Keeping in mind that the inclusion of CT in the Norwegian mathematics curriculum is at an early stage and that our participants are still standing at the proverbial starting line, it appears to us that they have started walking in different directions, seemingly because they are experiencing a lack of guidance and do not feel prepared to teach the new material. Our analysis reveals two possible directions for teachers: (1) rejection and some resistance, or (2) inspiration and a willingness to engage with new ideas and activities. Despite encountering some resistance, we see promising starting points at the places where the teachers strove to embed CT into their mathematics teaching; it is hoped that focussing on and cultivating these areas will result in teachers becoming gate openers, welcoming the CT into the established mathematics ecology. What is missing is teachers’ knowledge of how to merge CT and mathematics in a way that enables CT to become an integrated tool that helps students enhance their learning of mathematics. Remembering that we are still at the starting line, the goal of enabling teachers to become gate openers rather than gate closers is within reach and is crucial if CT is to become part of the established mathematics ecology.

6 Concluding Remarks

This study provided a lens through which to understand more about how teachers understand the integration of CT in their mathematics teaching practices. There is certainly a need to empower teachers with more knowledge, but even now, the introduction of CT in mathematics is promising, with most teachers revealing a willingness to give CT a place in their established mathematics ecology. However, there is a need for more research to determine how to fruitfully use CT to teach mathematics through full integration, as described by Israel and Lash [12], and how to integrate the already-existing knowledge of CT-related terminology (e.g., distinguishing algorithmic thinking from standard algorithms).

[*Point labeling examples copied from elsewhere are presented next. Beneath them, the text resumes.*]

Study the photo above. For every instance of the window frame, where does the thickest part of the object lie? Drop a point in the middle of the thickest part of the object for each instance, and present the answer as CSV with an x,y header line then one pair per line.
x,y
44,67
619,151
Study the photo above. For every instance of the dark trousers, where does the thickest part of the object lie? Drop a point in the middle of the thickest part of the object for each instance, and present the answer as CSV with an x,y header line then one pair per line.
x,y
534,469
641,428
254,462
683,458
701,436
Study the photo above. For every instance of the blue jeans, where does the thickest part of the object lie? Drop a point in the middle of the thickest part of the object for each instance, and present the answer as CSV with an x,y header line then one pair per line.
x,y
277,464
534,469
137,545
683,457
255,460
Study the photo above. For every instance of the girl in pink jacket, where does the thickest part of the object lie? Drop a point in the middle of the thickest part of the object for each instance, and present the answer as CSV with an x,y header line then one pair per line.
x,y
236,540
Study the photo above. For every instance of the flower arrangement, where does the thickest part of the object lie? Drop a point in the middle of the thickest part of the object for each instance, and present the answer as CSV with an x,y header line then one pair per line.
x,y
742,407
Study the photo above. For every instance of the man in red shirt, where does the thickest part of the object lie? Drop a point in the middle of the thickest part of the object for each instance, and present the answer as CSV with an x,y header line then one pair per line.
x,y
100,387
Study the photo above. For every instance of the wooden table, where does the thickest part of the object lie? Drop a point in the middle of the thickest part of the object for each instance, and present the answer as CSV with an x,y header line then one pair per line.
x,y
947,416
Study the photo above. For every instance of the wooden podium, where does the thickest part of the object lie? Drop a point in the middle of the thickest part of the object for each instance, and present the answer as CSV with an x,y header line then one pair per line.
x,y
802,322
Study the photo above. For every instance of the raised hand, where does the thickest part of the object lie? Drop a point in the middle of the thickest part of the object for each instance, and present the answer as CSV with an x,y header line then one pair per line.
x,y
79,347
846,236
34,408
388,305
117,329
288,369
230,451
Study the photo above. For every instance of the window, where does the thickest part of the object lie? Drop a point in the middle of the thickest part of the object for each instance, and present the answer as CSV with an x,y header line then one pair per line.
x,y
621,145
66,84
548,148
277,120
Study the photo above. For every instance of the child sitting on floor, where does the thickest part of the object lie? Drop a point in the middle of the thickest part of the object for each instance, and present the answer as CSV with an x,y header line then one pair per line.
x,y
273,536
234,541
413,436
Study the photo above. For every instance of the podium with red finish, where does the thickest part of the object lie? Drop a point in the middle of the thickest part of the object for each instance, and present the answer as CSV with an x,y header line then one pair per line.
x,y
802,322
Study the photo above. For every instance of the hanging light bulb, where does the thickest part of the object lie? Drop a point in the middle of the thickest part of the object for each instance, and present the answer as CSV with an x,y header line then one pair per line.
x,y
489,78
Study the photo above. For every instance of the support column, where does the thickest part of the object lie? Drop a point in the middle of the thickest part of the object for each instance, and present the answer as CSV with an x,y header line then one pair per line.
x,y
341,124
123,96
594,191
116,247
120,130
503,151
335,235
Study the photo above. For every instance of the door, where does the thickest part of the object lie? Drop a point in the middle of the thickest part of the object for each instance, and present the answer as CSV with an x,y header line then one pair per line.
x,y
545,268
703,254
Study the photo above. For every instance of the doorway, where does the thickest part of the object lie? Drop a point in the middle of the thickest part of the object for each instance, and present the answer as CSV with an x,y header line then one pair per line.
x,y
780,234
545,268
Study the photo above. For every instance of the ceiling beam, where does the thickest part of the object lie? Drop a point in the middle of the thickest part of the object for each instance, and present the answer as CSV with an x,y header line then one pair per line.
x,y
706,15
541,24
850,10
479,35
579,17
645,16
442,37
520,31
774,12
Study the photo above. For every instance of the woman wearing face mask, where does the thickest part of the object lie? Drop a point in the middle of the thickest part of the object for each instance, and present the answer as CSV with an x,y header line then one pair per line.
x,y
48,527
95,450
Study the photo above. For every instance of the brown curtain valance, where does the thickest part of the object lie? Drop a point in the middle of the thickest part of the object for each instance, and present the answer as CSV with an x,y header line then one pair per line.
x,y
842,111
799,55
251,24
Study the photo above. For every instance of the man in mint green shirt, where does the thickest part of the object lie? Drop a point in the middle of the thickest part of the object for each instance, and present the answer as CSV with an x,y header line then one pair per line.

As Norway has chosen mathematics as a subject in which to include CT, this is also the arena for investigating how to better connect CT and AI concepts in educational contexts. This means that working with teachers’ understanding of CT in mathematics, and the productive use of CT by students in learning mathematics, and vice versa, is crucial both to strengthen teachers’ position as gate openers for CT (rather than gate closers), as well as in establishing CT as part of the mathematics ecology. This is crucial for later involvement with AI.